HAMM (dpa-AFX) - Eine Tochter, die Angst hat, dass die angetrunkene Mutter
ausrastet oder ein Mitarbeiter, der wieder für den alkoholbedingt ausgefallenen
Kollegen einspringen soll: Die "Volksdroge Nummer eins" schädige nicht "nur" die
rund neun Millionen Menschen mit einem problematischen Alkoholkonsum, sondern
belaste und gefährde auch viele Dritte in praktisch allen Lebensbereichen,
betonte die Deutsche Hauptstelle für Suchtfragen (DHS) in Hamm am Donnerstag zum
anstehenden Start einer Kampagnenwoche. DHS, Bundesärztekammer (BÄK),
Bundespsychotherapeutenkammer, die Gesellschaft für Psychiatrie (DGPPN) und die
DG-Sucht forderten spürbare Preissteigerungen für alkoholische Getränke. Es
dürfe für sie keine Werbung mehr geben und sie sollten weniger verfügbar sein,
mahnten sie in einem gemeinsamen Positionspapier.

Alleine rund acht Millionen Angehörige seien von Alkoholkonsum und
Suchtverhalten eines Verwandten mitbetroffen - mehrheitlich gehe es dabei um
problematischen Alkoholkonsum, sagte DHS-Geschäftsführerin Christina Rummel der
Deutschen Presse-Agentur. Diese Angehörigen seien starken Stimmungsschwankungen
der nahestehenden Person ausgesetzt, fühlten sich hilflos und allein, zugleich
aber auch verantwortlich dafür, nach außen den Schein zu wahren und Versäumnisse
aufzufangen. Und: "In Familien mit Alkoholproblemen kommt es überproportional
häufig zu gewalttätigen Übergriffen", berichtete die DHS. Gravierend auch: Mehr
als 2,6 Millionen Kinder und Jugendliche unter 18 Jahren haben Eltern, die
Alkohol missbrauchen oder von ihm abhängig sind.

Aktionen deutschlandweit an vielen Orten von Aachen bis Zwickau

Deutschland sei "Alkohol-Hochkonsumland", auch wenn über die vergangenen
Jahrzehnte hinweg der Konsum gesunken sei, hieß es bei der DHS. Es brauche viel
mehr Sensibilität im Umgang mit Alkohol - und Bewusstsein für die Gefahren.
Deutschland sei sehr alkoholaffin, so Rummel. Die DHS koordiniert die
Aktionswoche - diesmal unter dem Motto "Wem schadet dein Drink?". Ab Samstag
sollen mehr als 800 Veranstaltungen nahezu flächendeckend von Aachen bis Zwickau
an den Start gehen. Das Ganze steht unter Schirmherrschaft des
Bundesdrogenbeauftragten Burkhard Blienert. Viele Organisationen,
Landesgesundheitsministerien und Suchthilfe-Netzwerke kooperieren.

Konkretes Aktionsbeispiel: Im bevölkerungsreichsten Bundesland NRW bieten
Polizei und Caritas einen Verkehrsparcours unter simuliertem Alkoholeinfluss an.
In Essen finden Schulungen für Führungskräfte, in Düsseldorf Trainings für
Mitarbeiter statt, die Uni Bielefeld ist mit Infos und Selbsttests dabei, die
Stadtbibliothek Bottrop hat einen Büchertisch vorbereitet. Einige Hilfsangebote
bundesweit richten sich auch an Kinder und Jugendliche. Präventionstage in
Schulen und Betrieben soll es geben. Suchthilfe und Selbsthilfegruppen sind vor
Ort.

Wer wird durch den Alkoholkonsum anderer geschädigt?

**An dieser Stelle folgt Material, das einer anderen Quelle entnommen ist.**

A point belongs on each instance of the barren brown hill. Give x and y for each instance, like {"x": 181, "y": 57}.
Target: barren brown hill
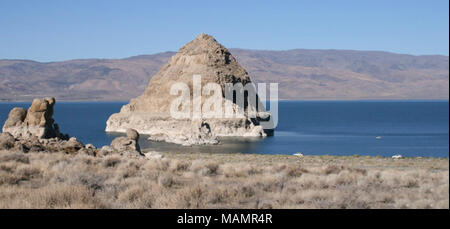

Zum Thema Arbeitsplatz weist die DHS auch mit Plakaten darauf hin: "Alkohol
verlangsamt das Denken." Es komme zu Fehlern, Produktionsausfällen, hohen
Krankheitsständen, schilderte Rummel. Bei Mitarbeitern und Mitarbeiterinnen
steige die Unzufriedenheit, wenn sie Fehlzeiten und Mängel auffangen müssten.
Die DHS hat Gesprächshilfen und Materialien einwickelt. "Bei Firmen und
Betrieben ist das Interesse riesengroß." Es gebe ein starkes Umdenken.

Im Verkehr werden bei jährlich mehreren Tausend Unfällen mit Personenschäden unter Alkoholeinfluss auch viele Unbeteiligte schwer getroffen, wie Experten
unterstreichen. Alkoholkonsum begünstige zudem Gewalt und Kriminalität. In ihrem
gemeinsamen Positionspapier stellen DHS, BÄK und die anderen Unterzeichner klar:
"Die Folgen von Alkoholkonsum sind eine enorme Belastung der
Bevölkerungsgesundheit, des sozialen Miteinanders und der Volkswirtschaft." In
Deutschland werde übermäßig viel Alkohol getrunken, die Rahmenbedingungen seien
"äußerst konsumfördernd".

Kinder sind schwer belastet - und das Ungeborene trinkt immer mit

Für die rund 2,65 Millionen Minderjährigen, deren Eltern Alkohol
missbrauchen oder alkoholsüchtig sind, sieht ihr Aufwachsen laut Christina
Rummel oft so aus: "Sie haben keinen Halt, es gibt für sie keine Kontinuität,
sie werden in einem Umfeld groß, das geprägt ist von Unsicherheit." Nicht selten
müssen sie demnach ihre Eltern versorgen, haben keine echte Kindheit - aber ein
erhöhtes Risiko, später selbst ein Alkoholproblem zu entwickeln.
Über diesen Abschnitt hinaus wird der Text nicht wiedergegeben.